[AccessD] Building a control class

jwcolby jwcolby at colbyconsulting.com
Tue Mar 3 15:09:44 CST 2009


Stuart

 > But a control  *is* an Object. It's also a Class with it's own set of properties and methods.

It is indeed an object.  As I have said many times, EVERYTHING in Access is an object.  A specific 
type of control is a subclass of a generic control object.  It inherits all of the control class 
properties and adds its own properties, methods and events.  Unfortunately while the Microsoft 
developers of Access have control at the inheritance level, we do not.

However even in .Net you would usually start with the lowest (down the tree) object that represents 
what you are modeling and go from there.  We are building wrappers in a poor man's attempt to add 
functionality to some specific thing, a combo, or a text box or a tab control etc.  We are 
"modeling" a descendant of the object we are wrapping and adding functionality to that object.

You absolutely could wrap an untyped control, but then you are modeling a descendant of the untyped 
control object.  You do not get the properties, methods and events of a combo or a radio button for 
example.

If you choose to attempt to do this (and you want to sink events), you WILL end up with a 
dimensioned variable TYPED for each control type that your single class is modeling.  IOW there will 
be a combo variable dimensioned WithEvents.  Likewise a text box, tab control, command button, radio 
button, group, etc.  So you will have about NINE variables in the header of the class each 
dimensioned WithEvents.  Only one will be used for any class instance.

NOW... you will have all of the event sinks for NINE different controls, and the code that goes in 
all of those event sinks.  Yes, some may be the same code but some may not.  For instance in my 
framework, the dbl-click of the combo CAN open a form to edit the list behind the combo.  Do you 
want your dbl-click of the text box doing that?  There is no list for the text box!

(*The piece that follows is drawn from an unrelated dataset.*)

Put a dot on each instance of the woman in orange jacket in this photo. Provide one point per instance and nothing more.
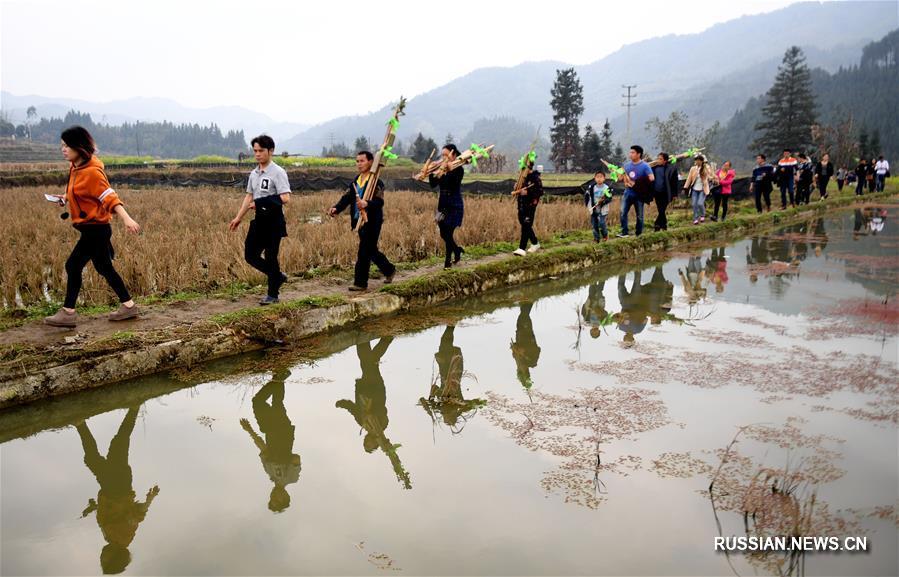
(91, 202)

I am not going to get into an argument about this.  We each get to make our own decisions as to the 
wisdom of how we do things.  Trying to use a class to simultaneously model a combo and a text box 
and a command button and a tab control, a radio button and a group etc is not IMHO a wise thing to 
do.  Yes, these are all controls but they are radically different in how they operate and what we 
use them for in a form or report.

If any list member wishes to use one big control class feel free, and please do report back on how 
doing that affected your programming effort.

John W. Colby
www.ColbyConsulting.com


Stuart McLachlan wrote:
> But a control  *is* an Object. It's also a Class with it's own set of properties 
> and methods.  Otherwise you couldn't do:
> 
> For each ctl in me.controls
> ......
> Next
> 
> On 3 Mar 2009 at 11:13, Charlotte Foust wrote:
> 
>> rather than less.  If the mantra for classes is one class = one object,
>> then a controls class doesn't abide by that.